Recent Article Released by FHA:
How is rental income considered for qualifying?
Rent received for properties owned by the borrower is acceptable if the lender can document that the rental income is stable through a a current lease, an agreement to lease, or a rental history over the previous 24 months that is free of unexplained gaps greater than three months. (Student, seasonal, or military renters, or property rehabilitation would provide such an explanation).
A separate schedule of real estate is not required for rental properties, provided all properties are shown on the URLA.

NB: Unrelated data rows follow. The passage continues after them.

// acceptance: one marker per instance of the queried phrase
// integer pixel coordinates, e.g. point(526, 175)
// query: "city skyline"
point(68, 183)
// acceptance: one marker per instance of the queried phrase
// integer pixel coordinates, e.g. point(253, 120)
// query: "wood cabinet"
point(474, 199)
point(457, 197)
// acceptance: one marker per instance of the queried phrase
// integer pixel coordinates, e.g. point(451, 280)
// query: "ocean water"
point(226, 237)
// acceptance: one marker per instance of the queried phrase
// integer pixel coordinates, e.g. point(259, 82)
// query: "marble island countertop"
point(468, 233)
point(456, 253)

If the borrower resides in one or more units of a multiple-unit property and charges rent to tenants of other units, that rent may be used for qualifying purposes.
However, projected rent of additional units only and not the owner-occupied unit(s) may be considered gross income only after deducting the HOC’s vacancy and maintenance factor.

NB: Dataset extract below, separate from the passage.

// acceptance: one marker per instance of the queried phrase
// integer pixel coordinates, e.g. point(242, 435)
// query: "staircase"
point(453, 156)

They may not be used as a direct offset to the mortgage payments.
Income from roommates in a single-family property to be occupied as the borrower’s primary residence is not acceptable.
Rental income from boarders is acceptable if the boarders are related by blood, marriage, or law. The rental income may be considered effective income if shown on the borrower’s tax returns. Otherwise, the income only may be considered a compensating factor and must be documented adequately by the lender.
The following is required to verify all rental income:
1. Schedule E of IRS Form 1040. Depreciation may be added back to the net income or loss shown on Schedule E. Positive rental income is considered gross income for qualifying purposes; negative rental income must be treated as a recurring liability. The lender must be certain that the borrower still owns each property listed, by comparing the Schedule E with the real estate owned section of the residential loan application. (If the borrower in the same general area owns six or more units, a map disclosing the locations must be submitted evidencing compliance with FHA’s seven-unit limitation. )
2. Current Leases. If a property was acquired since the last income tax filing and is not shown on Schedule E, a current signed lease or other rental agreement must be provided. The gross rental amount must be reduced for vacancies and maintenance, before subtracting PITI and any homeowners’ association dues, etc., and applying the remainder to income (or recurring debts, if negative).
Vacancy factors have been developed by HOC jurisdiction:
Santa HOC – 15% vacancy rate
Philadelphia HOC – 15% vacancy rate
Atlanta HOC – 15% vacancy rate
Denver HOC – 25% vacancy rate
Handbook 4155.1: 4.E.4.a-f, 4.D.5.b
Handbook 4155.1: 4.E.4.a-f
DISCLAIMER: All policy information contained in this knowledge base article is based upon the referenced HUD policy document. Any lending or insuring decisions should adhere to the specific information contained in that underlying policy document.